Adem: Merve bırak kim seçecekse seçsin.
Sercan: Adem Bey müsaade ederseniz arada sırada biz de oyuna çıkalım diyoruz (!)
Adem: Çıkın birader engel olan mı var?
Mert: Sırayı salarsan çıkacağız zaten. Her oyunda Adem de Adem, biz de buradayız ya.
Adem: Ben geçen hafta arka arkaya üç gün oynamadım sesim çıkmadı, bu şekilde gelemezsin bana.
Bora: Yenileceğini bildiğin için oynamadın geçen hafta, istatistiğin düşecek diye kaybedeceğin oyunlardan kaçıyorsun sadece. Kaybettiğin zaman bambaşka biri oluyorsun.
Adem: Arkadaşlar siz manyak mısınız? Kaybedeceğim oyuna niye çıkayım zaten kazanmak için çıkıyoruz hepimiz. Kaybetmeyi de çok iyi bilirim ben, kazandıklarım kaybettiklerim sayesinde var. Oyunu kaybetmeyi hep beraber göze alacaksak buyrun çıkın oynayın. Parkurda da yoksunuz, atışta da yoksunuz... Şovunuzu bireyselde yaparsınız, ama şu an takım oyunundayız. Kimse sizin yüzünüzden oyun kaybetmek zorunda değil.
Bora: Merve'yi de almışsın yanına kadın kolları gibi savunuyor seni. Yok Adem şunu çok iyi yapar Adem bunu çok iyi yapar. Ee, izin verin biz de yapalım. Takımız diyorsun ya takımsak eğer tek başına yarışamazsın burada, hepimiz yarışırız. Bir Atakan çıkıyor bir Adem çıkıyor, biz buraya benchte alkış tutmaya gelmedik. Sırf istatistik için düzenbazlık yapıyorsun.

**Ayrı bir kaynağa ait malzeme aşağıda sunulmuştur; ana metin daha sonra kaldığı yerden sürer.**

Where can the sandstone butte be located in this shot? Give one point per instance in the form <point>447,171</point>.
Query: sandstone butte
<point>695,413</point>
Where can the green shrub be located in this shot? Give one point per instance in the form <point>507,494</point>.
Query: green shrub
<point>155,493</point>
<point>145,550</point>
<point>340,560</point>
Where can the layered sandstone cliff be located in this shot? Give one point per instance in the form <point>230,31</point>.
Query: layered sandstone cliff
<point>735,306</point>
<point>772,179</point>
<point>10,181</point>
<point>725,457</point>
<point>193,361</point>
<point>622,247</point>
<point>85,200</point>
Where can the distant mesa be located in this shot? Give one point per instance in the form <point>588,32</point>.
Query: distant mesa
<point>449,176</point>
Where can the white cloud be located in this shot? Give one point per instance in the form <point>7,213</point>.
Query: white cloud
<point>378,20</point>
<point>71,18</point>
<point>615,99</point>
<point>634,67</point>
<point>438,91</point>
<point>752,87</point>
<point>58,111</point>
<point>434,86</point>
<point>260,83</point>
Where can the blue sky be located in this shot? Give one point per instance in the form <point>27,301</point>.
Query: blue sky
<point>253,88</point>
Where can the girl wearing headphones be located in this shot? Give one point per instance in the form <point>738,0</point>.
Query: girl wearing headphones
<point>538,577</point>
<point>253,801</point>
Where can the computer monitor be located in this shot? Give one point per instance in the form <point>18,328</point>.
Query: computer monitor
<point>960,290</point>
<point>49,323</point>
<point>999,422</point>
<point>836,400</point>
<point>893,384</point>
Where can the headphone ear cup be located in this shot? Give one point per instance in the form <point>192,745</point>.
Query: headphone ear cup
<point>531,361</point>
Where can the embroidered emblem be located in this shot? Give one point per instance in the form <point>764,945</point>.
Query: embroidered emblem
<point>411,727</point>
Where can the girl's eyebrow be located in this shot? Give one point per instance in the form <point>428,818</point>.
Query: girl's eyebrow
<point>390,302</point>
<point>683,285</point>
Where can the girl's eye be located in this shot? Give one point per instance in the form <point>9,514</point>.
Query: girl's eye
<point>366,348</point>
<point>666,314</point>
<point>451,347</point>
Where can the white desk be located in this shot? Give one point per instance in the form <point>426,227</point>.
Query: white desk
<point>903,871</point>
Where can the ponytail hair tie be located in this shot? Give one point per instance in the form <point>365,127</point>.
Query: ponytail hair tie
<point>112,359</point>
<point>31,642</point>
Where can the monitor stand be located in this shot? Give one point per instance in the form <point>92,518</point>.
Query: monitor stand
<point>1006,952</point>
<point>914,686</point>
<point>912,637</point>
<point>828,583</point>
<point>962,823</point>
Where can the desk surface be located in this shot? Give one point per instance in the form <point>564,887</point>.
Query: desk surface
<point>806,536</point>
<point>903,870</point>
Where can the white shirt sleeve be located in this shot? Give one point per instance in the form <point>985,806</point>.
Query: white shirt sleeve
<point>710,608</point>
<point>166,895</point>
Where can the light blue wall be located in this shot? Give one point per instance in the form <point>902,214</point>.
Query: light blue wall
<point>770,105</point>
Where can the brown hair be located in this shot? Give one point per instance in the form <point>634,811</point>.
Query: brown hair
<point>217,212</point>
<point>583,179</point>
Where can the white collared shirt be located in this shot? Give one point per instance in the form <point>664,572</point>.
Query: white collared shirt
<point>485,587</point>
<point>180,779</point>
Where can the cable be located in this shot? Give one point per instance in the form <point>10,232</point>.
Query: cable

Adem, son cümleye kadar sakin kalmayı başarsa da o 'düzenbaz' kelimesi ipi koparan şey olmuştu. Bir hışımla yerinden kalkıp Bora'ya doğru yaklaşırken araya giren takım arkadaşları Adem'i zar zor tutuyordu.
Adem: Oğlum sen ne biçim konuşuyorsun! Bunu neden gelip benim yüzüme karşı söylemiyorsun. Gelip benimle konuşsana bir derdin varsa.
Tartışma gittikçe ciddi bir hal almaya devam ederken gönüllü takımı da araya girmişti. Bir tarafta Bora'yı tutanlar varken öbür tarafta bir grup Adem'i zapt etmeye çalışıyordu. Adem kendisini tutanlardan kurtulmaya çalışırken bir yandan da Bora'ya laflar sayarken kulağına gelen tek bir sesle duraksayıp kendisini göğsünden iten Sena'ya baktı.
Sena: Sakin ol lütfen, seni kışkırtmaya çalışıyorlar. İstediklerini verme.
Adem, Sena'yı kolundan tutarak önünden çekilmesini sağladı. Önünün açılmasıyla Bora'ya doğru hızla adımlarken Bora hala konuşuyordu.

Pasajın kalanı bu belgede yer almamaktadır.